- Theatrical release poster
- Spanish: Raqa
- Directed by: Gerardo Herrero
- Screenplay by: Irene Zoe Alameda
- Based on: Virgins and Executioners by Tomás Bárbulo
- Produced by: Mariela Besuievsky; Gerardo Herrero;
- Starring: Álvaro Morte; Mina El Hammani; Abdelatif Hwidar; Fariba Sheikhan; Ben Temple; Sara Hwidar; Cristina Kovani; Déborah François; Ali El Aziz; Juan Carlos Vellido;
- Cinematography: Juan Carlos Gómez
- Edited by: Clara Martínez Malagelada
- Music by: Paula Olaz
- Production companies: Tornasol Media; Malika y el Saharaui AIE; Angle Production;
- Distributed by: DeAPlaneta (es)
- Release dates: 10 November 2024 (Seville); 22 November 2024 (Spain);
- Countries: Spain; Morocco; Germany;
- Languages: Arabic; English; Spanish;

= Raqqa: Spy vs. Spy =

Raqqa: Spy vs. Spy (Raqa) is a 2024 spy thriller film directed by Gerardo Herrero from a screenplay by Irene Zoe Alameda based on a novel by Tomás Bárbulo. It is a Spanish-Moroccan-German co-production.

== Plot ==
Set in ISIS-controlled Raqqa, the plot follows mercenary spy Haibala (serving Russian interests) and Ceuta nurse/spy Malika (working via Europol), both chasing ISIS leader "The Jordanian".

== Production ==
The film was produced by Tornasol Media and Malika y el Saharaui AIE alongside Angle Production.

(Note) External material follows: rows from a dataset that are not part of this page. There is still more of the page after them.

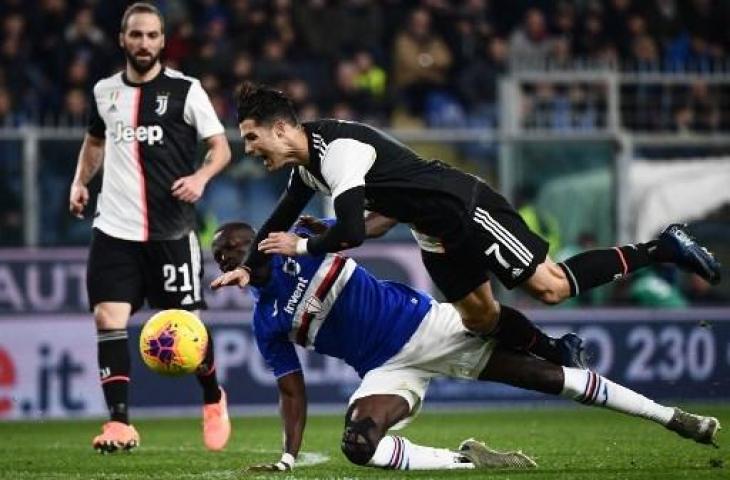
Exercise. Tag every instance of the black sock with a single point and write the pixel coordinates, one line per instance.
(206, 375)
(514, 330)
(598, 267)
(114, 371)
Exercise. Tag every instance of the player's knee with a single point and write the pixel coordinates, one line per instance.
(109, 317)
(359, 440)
(482, 320)
(552, 295)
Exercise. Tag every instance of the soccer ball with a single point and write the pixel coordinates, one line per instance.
(173, 342)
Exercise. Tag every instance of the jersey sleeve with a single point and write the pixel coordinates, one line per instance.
(346, 163)
(97, 127)
(199, 112)
(278, 351)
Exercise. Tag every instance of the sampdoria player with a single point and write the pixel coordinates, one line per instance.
(397, 339)
(466, 230)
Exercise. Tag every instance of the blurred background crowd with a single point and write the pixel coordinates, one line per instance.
(389, 62)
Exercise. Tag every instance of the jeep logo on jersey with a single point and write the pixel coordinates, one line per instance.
(162, 103)
(151, 134)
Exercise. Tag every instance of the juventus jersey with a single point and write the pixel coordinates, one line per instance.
(398, 183)
(329, 304)
(151, 132)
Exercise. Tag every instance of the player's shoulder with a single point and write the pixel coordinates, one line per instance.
(173, 74)
(113, 81)
(330, 129)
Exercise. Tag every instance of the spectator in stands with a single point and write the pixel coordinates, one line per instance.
(478, 81)
(9, 117)
(179, 44)
(531, 43)
(273, 66)
(370, 76)
(421, 62)
(75, 109)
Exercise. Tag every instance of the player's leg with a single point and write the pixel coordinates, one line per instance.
(552, 283)
(114, 286)
(465, 283)
(589, 388)
(364, 440)
(174, 269)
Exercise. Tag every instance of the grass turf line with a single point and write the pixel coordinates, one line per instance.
(576, 444)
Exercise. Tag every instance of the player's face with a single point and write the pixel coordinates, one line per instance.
(231, 247)
(267, 142)
(143, 41)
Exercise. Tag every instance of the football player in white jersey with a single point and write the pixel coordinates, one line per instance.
(397, 339)
(144, 128)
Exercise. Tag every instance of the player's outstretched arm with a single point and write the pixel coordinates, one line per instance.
(293, 410)
(377, 225)
(91, 157)
(191, 188)
(240, 277)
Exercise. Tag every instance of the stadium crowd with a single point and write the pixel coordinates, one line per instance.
(389, 62)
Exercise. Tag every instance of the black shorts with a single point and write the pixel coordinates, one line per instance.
(493, 239)
(167, 273)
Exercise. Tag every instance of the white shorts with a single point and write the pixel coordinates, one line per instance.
(440, 347)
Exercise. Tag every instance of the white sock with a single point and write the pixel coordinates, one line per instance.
(398, 453)
(590, 388)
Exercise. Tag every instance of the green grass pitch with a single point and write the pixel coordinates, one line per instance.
(580, 443)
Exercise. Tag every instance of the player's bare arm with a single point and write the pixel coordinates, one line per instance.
(289, 244)
(348, 232)
(91, 157)
(293, 411)
(191, 188)
(376, 225)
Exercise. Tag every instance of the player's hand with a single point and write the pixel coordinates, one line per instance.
(269, 467)
(286, 464)
(77, 200)
(239, 277)
(314, 224)
(189, 189)
(283, 243)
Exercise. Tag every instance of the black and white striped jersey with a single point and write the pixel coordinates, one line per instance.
(398, 182)
(151, 131)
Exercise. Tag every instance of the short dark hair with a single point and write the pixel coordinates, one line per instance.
(234, 226)
(141, 7)
(265, 104)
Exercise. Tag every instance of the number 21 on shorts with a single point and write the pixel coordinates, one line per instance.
(170, 274)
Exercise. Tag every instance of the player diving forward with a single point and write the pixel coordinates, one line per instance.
(397, 339)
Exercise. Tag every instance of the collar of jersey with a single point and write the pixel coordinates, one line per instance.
(130, 83)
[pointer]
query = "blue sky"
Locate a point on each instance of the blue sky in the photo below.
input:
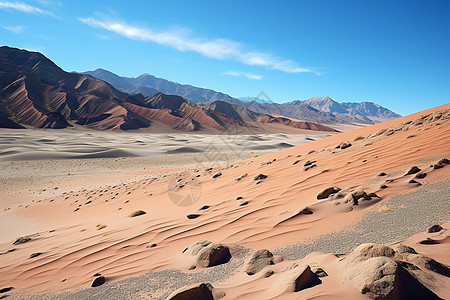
(395, 53)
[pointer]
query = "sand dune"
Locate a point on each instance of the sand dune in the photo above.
(88, 230)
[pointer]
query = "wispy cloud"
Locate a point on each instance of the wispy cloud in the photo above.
(248, 75)
(23, 7)
(15, 29)
(183, 40)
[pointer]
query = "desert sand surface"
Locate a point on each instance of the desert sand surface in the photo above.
(141, 231)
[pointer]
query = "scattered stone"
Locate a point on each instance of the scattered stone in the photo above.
(199, 291)
(327, 192)
(213, 255)
(98, 281)
(421, 175)
(260, 177)
(413, 170)
(22, 240)
(36, 254)
(217, 175)
(435, 228)
(258, 261)
(192, 216)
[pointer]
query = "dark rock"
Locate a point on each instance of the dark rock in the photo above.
(268, 273)
(309, 162)
(200, 291)
(309, 167)
(429, 241)
(345, 145)
(258, 261)
(300, 277)
(444, 161)
(327, 192)
(5, 290)
(435, 228)
(33, 255)
(217, 175)
(438, 166)
(421, 175)
(415, 182)
(260, 177)
(413, 170)
(98, 281)
(405, 249)
(22, 240)
(213, 255)
(193, 216)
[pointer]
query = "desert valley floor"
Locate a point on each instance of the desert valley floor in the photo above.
(73, 210)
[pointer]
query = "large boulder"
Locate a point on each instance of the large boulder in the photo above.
(327, 192)
(298, 278)
(195, 248)
(213, 255)
(383, 278)
(200, 291)
(258, 261)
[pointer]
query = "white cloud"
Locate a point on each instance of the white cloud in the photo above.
(183, 40)
(23, 7)
(248, 75)
(15, 29)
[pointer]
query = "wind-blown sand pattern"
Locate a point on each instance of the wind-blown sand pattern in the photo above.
(89, 230)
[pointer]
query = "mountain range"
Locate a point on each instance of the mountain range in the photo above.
(34, 91)
(319, 109)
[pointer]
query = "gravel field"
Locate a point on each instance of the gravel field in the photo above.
(408, 214)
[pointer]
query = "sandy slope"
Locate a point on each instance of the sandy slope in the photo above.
(69, 232)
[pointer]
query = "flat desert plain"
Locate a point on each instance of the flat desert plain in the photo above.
(356, 215)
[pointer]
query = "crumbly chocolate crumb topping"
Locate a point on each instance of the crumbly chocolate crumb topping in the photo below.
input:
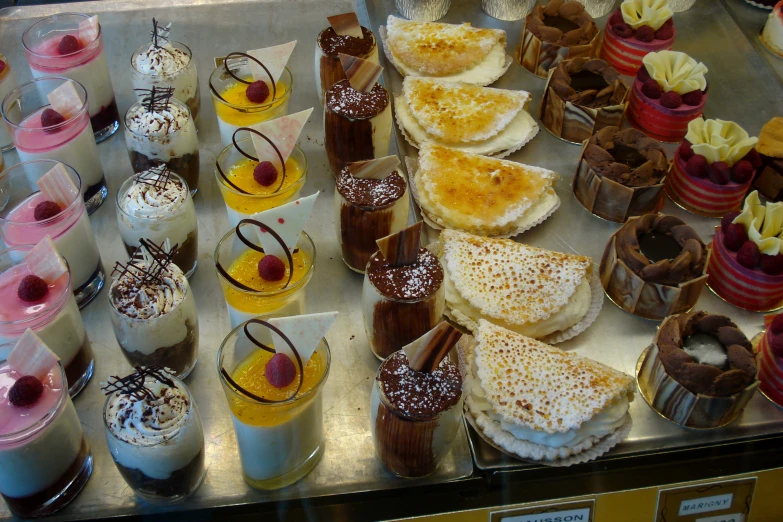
(349, 103)
(419, 395)
(409, 282)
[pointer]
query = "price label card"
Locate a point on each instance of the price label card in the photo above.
(727, 501)
(578, 511)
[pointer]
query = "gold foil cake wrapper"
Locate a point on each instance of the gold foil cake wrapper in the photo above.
(648, 300)
(575, 123)
(613, 201)
(423, 10)
(538, 57)
(684, 408)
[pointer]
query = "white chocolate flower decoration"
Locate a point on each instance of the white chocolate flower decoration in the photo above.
(638, 13)
(676, 71)
(719, 140)
(764, 224)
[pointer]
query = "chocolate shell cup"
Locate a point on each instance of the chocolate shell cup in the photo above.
(575, 115)
(542, 47)
(653, 290)
(690, 394)
(614, 190)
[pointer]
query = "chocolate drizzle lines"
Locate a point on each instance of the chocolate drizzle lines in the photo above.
(156, 100)
(134, 384)
(264, 347)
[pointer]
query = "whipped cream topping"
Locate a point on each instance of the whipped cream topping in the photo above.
(165, 60)
(146, 199)
(152, 420)
(157, 123)
(138, 297)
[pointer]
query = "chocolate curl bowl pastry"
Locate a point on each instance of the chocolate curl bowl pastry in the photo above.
(454, 52)
(621, 174)
(654, 266)
(700, 371)
(556, 32)
(582, 96)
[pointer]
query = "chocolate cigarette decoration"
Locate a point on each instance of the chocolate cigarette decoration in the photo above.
(426, 352)
(264, 347)
(402, 248)
(361, 74)
(377, 168)
(346, 24)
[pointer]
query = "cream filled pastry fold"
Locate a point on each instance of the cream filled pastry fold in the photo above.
(454, 52)
(481, 195)
(480, 120)
(539, 402)
(532, 291)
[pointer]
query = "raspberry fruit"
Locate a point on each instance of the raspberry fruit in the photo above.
(280, 370)
(25, 392)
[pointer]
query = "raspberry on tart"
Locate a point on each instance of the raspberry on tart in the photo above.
(713, 168)
(746, 269)
(636, 28)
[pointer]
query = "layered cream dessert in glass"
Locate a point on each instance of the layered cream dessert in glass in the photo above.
(157, 205)
(154, 434)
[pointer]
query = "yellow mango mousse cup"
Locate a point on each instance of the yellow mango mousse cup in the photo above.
(267, 297)
(238, 168)
(233, 108)
(281, 442)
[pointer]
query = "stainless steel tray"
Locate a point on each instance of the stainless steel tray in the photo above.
(744, 89)
(214, 28)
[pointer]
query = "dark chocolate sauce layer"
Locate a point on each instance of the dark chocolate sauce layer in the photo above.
(411, 282)
(344, 100)
(332, 43)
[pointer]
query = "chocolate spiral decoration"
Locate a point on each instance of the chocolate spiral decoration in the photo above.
(240, 80)
(264, 347)
(257, 248)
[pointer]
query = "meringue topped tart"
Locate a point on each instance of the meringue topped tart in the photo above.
(550, 405)
(455, 52)
(481, 195)
(474, 119)
(532, 291)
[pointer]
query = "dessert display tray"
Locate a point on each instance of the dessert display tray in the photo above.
(743, 88)
(214, 28)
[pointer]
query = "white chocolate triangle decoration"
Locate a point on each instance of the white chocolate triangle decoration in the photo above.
(274, 59)
(288, 221)
(304, 331)
(45, 261)
(284, 133)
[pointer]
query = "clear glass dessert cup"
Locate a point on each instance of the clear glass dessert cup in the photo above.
(240, 204)
(45, 466)
(70, 142)
(179, 225)
(7, 84)
(58, 323)
(184, 81)
(88, 66)
(70, 230)
(279, 443)
(169, 340)
(410, 447)
(232, 115)
(177, 150)
(244, 304)
(166, 471)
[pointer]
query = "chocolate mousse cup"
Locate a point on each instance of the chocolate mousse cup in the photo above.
(163, 138)
(401, 303)
(328, 47)
(366, 210)
(158, 215)
(357, 125)
(414, 416)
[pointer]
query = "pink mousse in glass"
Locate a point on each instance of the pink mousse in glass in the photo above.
(71, 45)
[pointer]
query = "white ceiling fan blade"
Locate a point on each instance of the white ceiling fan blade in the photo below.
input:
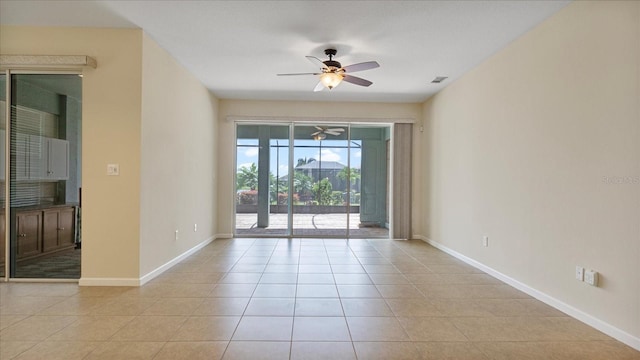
(294, 74)
(315, 61)
(361, 66)
(356, 80)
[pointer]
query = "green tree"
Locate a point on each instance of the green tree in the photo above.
(302, 185)
(247, 177)
(304, 161)
(322, 190)
(349, 173)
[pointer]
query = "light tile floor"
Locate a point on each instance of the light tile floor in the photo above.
(298, 299)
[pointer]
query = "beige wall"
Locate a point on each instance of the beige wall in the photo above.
(178, 159)
(539, 148)
(271, 111)
(145, 112)
(111, 134)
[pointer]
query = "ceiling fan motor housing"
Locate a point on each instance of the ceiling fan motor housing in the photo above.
(330, 63)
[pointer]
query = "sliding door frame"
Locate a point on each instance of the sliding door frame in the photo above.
(308, 122)
(9, 71)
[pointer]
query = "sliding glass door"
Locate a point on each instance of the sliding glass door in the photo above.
(262, 186)
(311, 180)
(321, 162)
(3, 203)
(41, 142)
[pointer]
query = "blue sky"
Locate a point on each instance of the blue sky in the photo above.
(248, 155)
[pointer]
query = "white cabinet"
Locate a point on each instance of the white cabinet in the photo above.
(37, 158)
(56, 159)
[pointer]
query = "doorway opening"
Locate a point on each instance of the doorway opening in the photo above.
(312, 180)
(40, 170)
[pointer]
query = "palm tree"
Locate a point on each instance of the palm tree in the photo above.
(247, 177)
(348, 173)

Shooting locations included Casablanca, Marrakesh, and locations in Navarre such as Bardenas Reales.

== Release ==
The film screened at the 21st Seville European Film Festival on 10 November 2024. It is set to be released theatrically in Spain on 22 November 2024.

== Reception ==
Jonathan Holland of ScreenDaily wrote that "while the events and coincidences pile up too quickly, meaning that characters and issues who deserve more time lack depth, this efficient picture still merits international attention".